Results Patient A was treated with a Ryle's tube insertion for stomach decompression, intravenous fluids, antibiotics and peripheral parenteral nutrition. She underwent a laparotomy, which showed distended fluid filled small bowel, with a large 5×3 cm gallstone lodged in the ileum. An ileal enterotomy was performed and the gall stone excised. Patient B was treated with a Ryle's tube insertion, intravenous fluids and peripheral parenteral nutrition. She underwent a laparotomy, in which a gallstone was found lodged in the proximal jejunum and surgically removed. Both patients made a full recovery and were discharged home.

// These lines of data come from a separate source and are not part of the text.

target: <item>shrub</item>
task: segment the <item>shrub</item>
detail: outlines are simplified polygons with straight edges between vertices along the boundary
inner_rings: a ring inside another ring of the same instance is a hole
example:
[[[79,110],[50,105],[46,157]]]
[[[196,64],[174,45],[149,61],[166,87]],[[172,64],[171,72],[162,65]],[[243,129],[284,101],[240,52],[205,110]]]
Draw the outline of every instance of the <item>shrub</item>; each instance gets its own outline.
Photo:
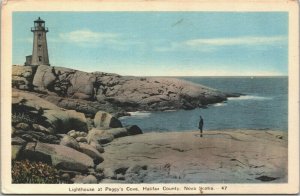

Conclusion Bouveret's syndrome is rare and accounts for 1–3% of gallstone ileus. We have now encountered two cases in our hospital recently. This may reflect the rise in our ageing population, as a major risk factor for developing this syndrome is age >70 years. Establishing the diagnosis early requires an awareness of this syndrome and prompt recognition of the signs. Contrast enhanced CT is the investigation of choice. In addition to this, a combined care approach between the gastroenterologists, surgeons and nutrition team is crucial to a successful outcome, hence our wish to present these cases.

Competing interests None declared.

Reference 1. Cappell MS, Davis M. Characterization of Bouveret's syndrome: a comprehensive review of 128 cases. Am J Gastroenterology 2006;101:2139–46.